Places are offered in partnership with an accredited teacher training provider and are available for primary and secondary. All School Direct places will lead to qualified teacher status (QTS); schools will determine whether they wish the provider to award a postgraduate certificate in education (PGCE) validated by a higher education institution or School Centred Initial Teacher Training Institution (SCITT).
Schools need to act now and apply for their School Direct places by 12 October. Further information and guidance on this is available.
Notes to editors
The TA is responsible for initial teacher training (ITT) in England. It provides a comprehensive programme of support to help graduates become teachers, providing guidance all the way through the application process.
People interested in becoming a teacher should visit Get into teaching or contact the Teaching Line on the number shown on this page.
School Direct has been expanded for the academic year 2013 to 2014 and now offers two types of training places:
The School Direct Training Programme, which is open to all graduates and funded by tuition fees paid by the trainee, who may receive a bursary from the TA.
The School Direct Training Programme (salaried), which is an employment-based route into teaching for high-quality graduates with three or more years’ career experience. The trainee is employed as an unqualified teacher by a school. The TA provides funding, which the school can use to subsidise the trainee’s salary and/or training.
Lead schools1 should request the number of places their partnership wants for School Direct and School Direct (salaried). Allocations are made directly to lead schools rather than to initial teacher training providers. Schools choose whether further academic qualifications such as PGCE will be offered, in addition to qualified teacher status (QTS).
Schools applying for School Direct places should expect to employ the trainee once they qualify. Both the training commitment and the employment commitment can be shared across school partnerships.
Schools who have not registered an interest for School Direct are still eligible to request places for the training programme.
The School Direct Training Programme
School Direct Training Programme trainees who spend the majority of their training in schools where more than 35% of their pupils are eligible for free school meals will be eligible for 25% uplift to their existing bursary award. Trainees recruited and training to become a primary teacher who specialises in teaching mathematics will receive a £2,000 uplift to their bursary.
The School Direct Training Programme (salaried)
These places will be funded through the TA to subsidise salary and training costs. The funding rates reflect the priorities of the subjects and schemes. In particular it should be noted that there are different rates depending on the location of the employing school to reflect the different salary scales in place across the country. Schools recruiting and training primary teachers who specialise in teaching mathematics will receive a £2,000 supplement to the standard rate for the primary programme.
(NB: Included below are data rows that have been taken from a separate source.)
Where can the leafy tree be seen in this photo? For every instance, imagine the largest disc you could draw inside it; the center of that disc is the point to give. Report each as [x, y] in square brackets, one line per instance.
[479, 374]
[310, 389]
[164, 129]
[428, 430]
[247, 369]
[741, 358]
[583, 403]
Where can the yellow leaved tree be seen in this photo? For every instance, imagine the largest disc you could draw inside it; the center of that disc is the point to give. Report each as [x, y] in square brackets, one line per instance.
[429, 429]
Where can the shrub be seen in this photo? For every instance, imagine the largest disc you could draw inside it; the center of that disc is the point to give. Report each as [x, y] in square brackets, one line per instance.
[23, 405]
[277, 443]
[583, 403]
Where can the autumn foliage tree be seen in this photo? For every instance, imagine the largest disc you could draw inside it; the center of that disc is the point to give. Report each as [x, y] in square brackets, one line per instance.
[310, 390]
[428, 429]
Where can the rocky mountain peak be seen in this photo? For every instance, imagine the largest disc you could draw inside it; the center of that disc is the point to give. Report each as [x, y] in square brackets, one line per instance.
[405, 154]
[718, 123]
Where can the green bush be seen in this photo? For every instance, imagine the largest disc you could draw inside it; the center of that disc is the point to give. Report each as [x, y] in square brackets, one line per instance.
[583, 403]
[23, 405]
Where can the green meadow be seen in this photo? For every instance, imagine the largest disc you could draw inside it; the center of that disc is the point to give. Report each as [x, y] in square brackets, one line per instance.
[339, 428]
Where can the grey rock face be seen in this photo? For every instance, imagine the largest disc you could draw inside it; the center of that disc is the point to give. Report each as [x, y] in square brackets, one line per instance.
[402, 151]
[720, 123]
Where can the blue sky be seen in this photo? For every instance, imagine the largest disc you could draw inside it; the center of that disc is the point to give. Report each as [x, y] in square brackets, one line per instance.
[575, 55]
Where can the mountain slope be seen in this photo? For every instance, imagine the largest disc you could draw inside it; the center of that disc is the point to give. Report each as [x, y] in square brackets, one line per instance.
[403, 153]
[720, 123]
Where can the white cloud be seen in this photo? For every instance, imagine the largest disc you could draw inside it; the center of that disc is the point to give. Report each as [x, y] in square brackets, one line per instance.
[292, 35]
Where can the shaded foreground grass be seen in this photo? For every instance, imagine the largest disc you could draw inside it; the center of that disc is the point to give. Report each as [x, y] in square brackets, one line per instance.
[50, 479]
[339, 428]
Schools with 35% or more of their pupils on free school meals will receive a 10% funding premium.
Details of the financial bursaries for 2013/14:
|Proposed 2013/14 bursaries, scholarships and School Direct (salaried) funding|
|Physics, chemistry, maths||Modern languages||Primary maths specialist2||Other priority secondary and primary3|
|Bursary - 2.1||£15,000||£15,000||£6,000||£4,000|
|Bursary - 2.2||£12,000||£12,000||£0||£0|
|FSM premium||25% premium paid on the above bursaries/scholarships to School Direct trainees whose training is based in a school where more than 35% of pupils are eligible for free school meals (FSM)|
Further details can be found online.
 Or the central office of an academy chain.
 The Secretary of State for Education announced on 14 June that trainees with a B or better at maths A-level on the new maths primary specialist courses would receive an extra £2000 bursary or, if on the School Direct (salaried) route, the school in which they train would receive an additional £2000 subsidy.
 English, geography, history, computer science, classics, music, biology, and primary (except primary maths specialist).